While Covid has set back progress, Cunliffe believes that forward momentum is irreversible. ‘I have to be optimistic,’ he says. ‘Great progress had been made pre-Covid, but Covid is a significant hole in the road and it may take more than ten years to get back on track.’
There is room for optimism, Devereux points out. ‘The Horn of Africa and Yemen are probably the last famine-prone regions in the world,’ he says. ‘That is a good advance on 100 years ago.’ Nor, he emphasises, are the solutions particularly complex: ‘Healthy diets, nutrition, employment schemes… we know what works.’ Yet he tempers his optimism when he turns to the question of whether famine will ever cease to be a political tool. ‘As long as there are conflicts, people will lose access to food and there is a choice those in power make as to what happens next.’

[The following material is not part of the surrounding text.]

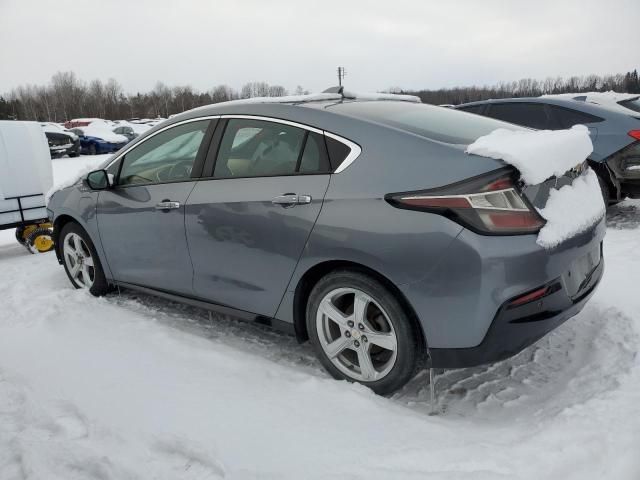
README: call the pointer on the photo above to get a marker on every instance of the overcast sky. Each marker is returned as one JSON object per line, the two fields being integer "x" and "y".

It would be naïve, suggests Levine, to assume that enlightened governments will always prevail. ‘You can argue about what is really needed to address food insecurity: whether it’s more deregulation to create jobs, more tax to provide support. Those are routine debates,’ he says. ‘But we need to think more about poverty and inequality in the long term and that’s where political will comes in. Allowing a famine to happen – that is a direct choice that governments make.
‘I would love there to be a silver bullet, a miracle crop that will get rid of hunger, but those wouldn’t get us off the hook,’ he continues. ‘There has to be a mood for change. You have to fight hard just to stand still – there will always be new wars, new warlords.’
However, claiming ignorance, or just standing by, is no longer an excuse, suggests Husain. ‘In previous centuries, when these things were isolated, we didn’t know until after the event that famine happened, but we can’t say that any more. The tangible benefits of peace are bigger to a larger group of people than the benefits of war to a smaller group of people. We can change the world for the better; we need to get the “wrong” right.’